Diagnosing Multi-step Reasoning Failures in Black-box LLMs via Stepwise Confidence Attribution

Xiaoou Liu, Tiejin Chen, Dengjia Zhang, Yaqing Wang, Lu Cheng, Hua Wei
ICML’26
[Paper] [Github]

TL;DR

LLMs generate step-by-step reasoning traces, but figuring out where in that chain a mistake happens is hard, especially when you can’t access to the model. We introduce Stepwise Confidence Attribution (SCA), a framework that assigns confidence to each reasoning step using only the generated text. Steps that align with consensus structures across correct solutions get high confidence; deviations are flagged as potentially erroneous.

Motivation

Large Language Models have achieved strong performance on reasoning tasks by generating step-by-step solutions. But when a multi-step trace goes wrong, diagnosing which step failed remains difficult. Existing confidence estimation methods are either restricted to final answers or require access to model internals. For closed-source models accessed via APIs, which is how most people use frontier LLMs, neither option is available.

We need a method that works with black-box models, using only the generated reasoning traces as input.

Our Approach: Stepwise Confidence Attribution (SCA)

SCA applies the Information Bottleneck (IB) principle to reasoning traces. The core insight: if a reasoning step consistently appears across multiple correct solution paths, it is likely a reliable step. Steps that deviate from this consensus structure are flagged as potentially erroneous.

We propose two complementary methods:

NIBS: Non-parametric IB for Step Confidence

NIBS measures the consistency of each step against a set of sampled correct solutions, without building any graph structure. It directly scores how well a step aligns with the consensus reasoning pattern.

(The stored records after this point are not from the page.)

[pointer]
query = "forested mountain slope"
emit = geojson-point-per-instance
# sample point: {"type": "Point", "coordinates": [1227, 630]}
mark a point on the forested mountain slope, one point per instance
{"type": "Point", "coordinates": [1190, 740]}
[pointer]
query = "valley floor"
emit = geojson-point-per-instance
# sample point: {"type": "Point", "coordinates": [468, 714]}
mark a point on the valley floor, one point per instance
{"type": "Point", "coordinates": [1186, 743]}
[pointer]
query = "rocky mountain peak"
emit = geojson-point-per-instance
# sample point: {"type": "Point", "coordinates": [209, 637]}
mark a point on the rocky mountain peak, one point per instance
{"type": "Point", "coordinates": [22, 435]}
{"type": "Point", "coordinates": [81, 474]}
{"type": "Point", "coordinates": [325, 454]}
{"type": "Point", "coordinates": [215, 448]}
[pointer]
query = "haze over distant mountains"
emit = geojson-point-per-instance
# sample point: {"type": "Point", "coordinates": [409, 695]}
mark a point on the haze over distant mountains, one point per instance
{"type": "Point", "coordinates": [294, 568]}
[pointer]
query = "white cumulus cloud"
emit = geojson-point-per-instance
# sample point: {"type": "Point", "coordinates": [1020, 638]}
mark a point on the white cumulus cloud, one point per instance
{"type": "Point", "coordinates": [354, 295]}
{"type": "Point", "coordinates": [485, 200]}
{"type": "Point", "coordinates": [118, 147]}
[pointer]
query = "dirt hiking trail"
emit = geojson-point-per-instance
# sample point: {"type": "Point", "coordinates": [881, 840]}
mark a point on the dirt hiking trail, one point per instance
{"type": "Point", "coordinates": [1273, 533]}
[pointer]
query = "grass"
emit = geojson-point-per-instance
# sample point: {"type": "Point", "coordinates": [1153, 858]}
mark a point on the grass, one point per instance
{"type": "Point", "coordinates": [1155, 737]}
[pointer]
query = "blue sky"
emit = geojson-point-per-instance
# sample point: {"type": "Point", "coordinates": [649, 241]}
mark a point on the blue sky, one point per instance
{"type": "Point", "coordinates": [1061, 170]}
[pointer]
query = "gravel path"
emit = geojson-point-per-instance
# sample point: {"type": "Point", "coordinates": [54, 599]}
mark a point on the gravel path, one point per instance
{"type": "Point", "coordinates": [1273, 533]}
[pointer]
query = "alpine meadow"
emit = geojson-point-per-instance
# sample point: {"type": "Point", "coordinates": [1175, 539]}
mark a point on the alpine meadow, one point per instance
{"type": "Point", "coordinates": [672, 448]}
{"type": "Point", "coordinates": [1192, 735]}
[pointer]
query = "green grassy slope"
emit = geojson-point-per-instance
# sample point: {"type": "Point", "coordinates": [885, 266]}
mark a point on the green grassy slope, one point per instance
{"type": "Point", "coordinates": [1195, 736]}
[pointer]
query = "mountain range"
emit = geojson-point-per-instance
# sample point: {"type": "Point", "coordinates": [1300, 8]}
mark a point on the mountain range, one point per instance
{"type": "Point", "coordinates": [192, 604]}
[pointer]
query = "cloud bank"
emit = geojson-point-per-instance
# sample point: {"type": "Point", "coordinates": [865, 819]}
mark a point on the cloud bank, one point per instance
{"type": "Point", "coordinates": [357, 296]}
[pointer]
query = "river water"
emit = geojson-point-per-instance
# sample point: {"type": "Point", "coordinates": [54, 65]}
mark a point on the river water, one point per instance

GIBS: Graph-based IB for Step Confidence

GIBS goes further by constructing a graph representation of reasoning traces and learning subgraphs through a differentiable mask. This captures logical variability and structural dependencies between steps that NIBS might miss.

Stepwise Confidence Attribution Framework Overview of the Stepwise Confidence Attribution (SCA) framework.

Key Results

  • Accurate Error Detection: Both NIBS and GIBS significantly outperform strong baselines at identifying erroneous steps in reasoning traces.

  • Improved Self-Correction: The stepwise confidence scores can be fed back to the LLM to guide targeted self-correction, improving final-answer accuracy.

  • Robustness: The framework generalizes well across different reasoning formats, works without final-answer labels, and handles domain shift effectively.

Takeaway

You don’t need to open the black box to diagnose reasoning failures. By using the Information Bottleneck principle on generated traces, SCA provides step-level confidence estimation that is accurate, useful for self-correction, and applicable to any closed-source LLM.